Anthony Ferrantello then spoke and expressed that, if you see a tear in his eye, it is because we are at a sad point of American history. As Rev. Moon and Dr. Kennedy prophetically had warned, the loss of Godly values and faith would create many conflicts. Anthony explained that we are seeing this in today's society and are experiencing the loss of moral standards and religious freedom. Anthony summarized events in the past that pointed to this decline. He cited cases of egregious judicial activism as early as the mid-1960s. He noted that in 1980, Stone vs. Graham, the High Court ruled that the copies of the 10 Commandments displayed in a Kentucky high school were also a violation of the separation of church and state and explained that "they might cause people to venerate them and obey them."
Yet, our Founding Fathers were religious people and even the public school movement had allowed the use of the Bible to teach reading to elementary school students. Thomas Jefferson was an advocate of keeping the Bible as a reading text and was even invited to be superintendent of the school system. This is evidence that his quoted phrase of the "wall of separation between church and state" did not mean to separate religion from society. Anthony explained that Thomas Jefferson's meaning, first expressed in a letter to a Baptist Church, was that he was not going to establish one national or state church (the Congregational Christian Church), as the national church. Jefferson wrote that all churches would have access to public life, not just one.

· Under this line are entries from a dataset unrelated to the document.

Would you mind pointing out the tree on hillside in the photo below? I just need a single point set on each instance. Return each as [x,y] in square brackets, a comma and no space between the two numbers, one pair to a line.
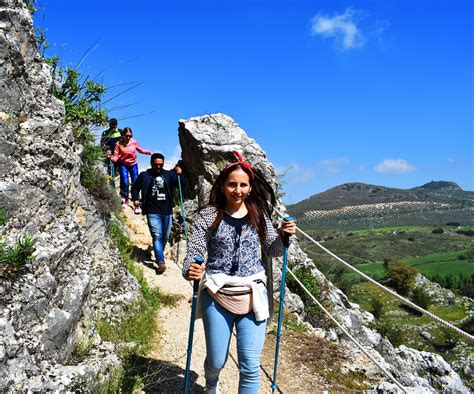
[402,275]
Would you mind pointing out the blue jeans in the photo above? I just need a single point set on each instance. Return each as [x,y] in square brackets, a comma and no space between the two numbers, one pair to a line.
[160,228]
[124,184]
[218,325]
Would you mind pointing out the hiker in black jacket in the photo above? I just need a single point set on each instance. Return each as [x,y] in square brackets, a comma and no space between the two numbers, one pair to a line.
[156,186]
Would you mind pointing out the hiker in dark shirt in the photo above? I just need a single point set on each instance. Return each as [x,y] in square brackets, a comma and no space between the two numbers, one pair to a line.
[156,186]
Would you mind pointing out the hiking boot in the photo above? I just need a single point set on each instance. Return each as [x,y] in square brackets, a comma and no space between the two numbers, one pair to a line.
[212,389]
[161,268]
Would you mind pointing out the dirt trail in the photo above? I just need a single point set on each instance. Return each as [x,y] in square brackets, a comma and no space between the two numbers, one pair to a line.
[169,354]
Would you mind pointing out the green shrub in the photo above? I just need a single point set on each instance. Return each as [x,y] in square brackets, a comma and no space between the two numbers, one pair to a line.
[14,260]
[391,331]
[377,307]
[403,276]
[82,101]
[421,298]
[314,314]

Later, atheist judges misconstrued these comments to mean a complete rejection of religion in public life. The Supreme Court ruled later in the Abington School District vs. Ship (1963) case that schools could not put Bible education in the curriculum because "it might endanger students' mental health." Then, prayer was also deemed a violation of the Constitution.
As Anthony expressed, "Nowhere in our Constitution, Bill of Rights or the Federalist papers is there any mention of a wall of separation between religion and state. Jefferson's letter to the Baptist Church had been completely misconstrued and used as court evidence when it was not in those founding documents.”
Anthony then quoted Thomas Jefferson who said, "If a nation expects to be ignorant and free, it expects what never was and never will be....." and further said, "I have sworn upon the altar of God eternal enmity on all forms of tyranny over the mind of man." Acknowledging this past Veterans Day, Ferrantello thanked our soldiers who had defended our freedoms. He then prayed for America to be reclaimed for God with the spirit of George Washington, Thomas Paine, John Adams, Benjamin Ross, and the founders of the American cause. Encouraging the congregation, he called for them to "Reclaim America, its founding principles, and Godly values.“ In conclusion, he said: “Let us, as Unificationists, be the salt and the light and push back the darkness.”
The sermon was well received by the congregation. One member commented that she had been “waiting to hear a sermon about America for a long time." Another comment was that "the sermon presentation blended all the needed ingredients of spirituality, with educational and intellectual content." Another comment: "It was so inspiring to see a Blessed Couple together giving the presentation."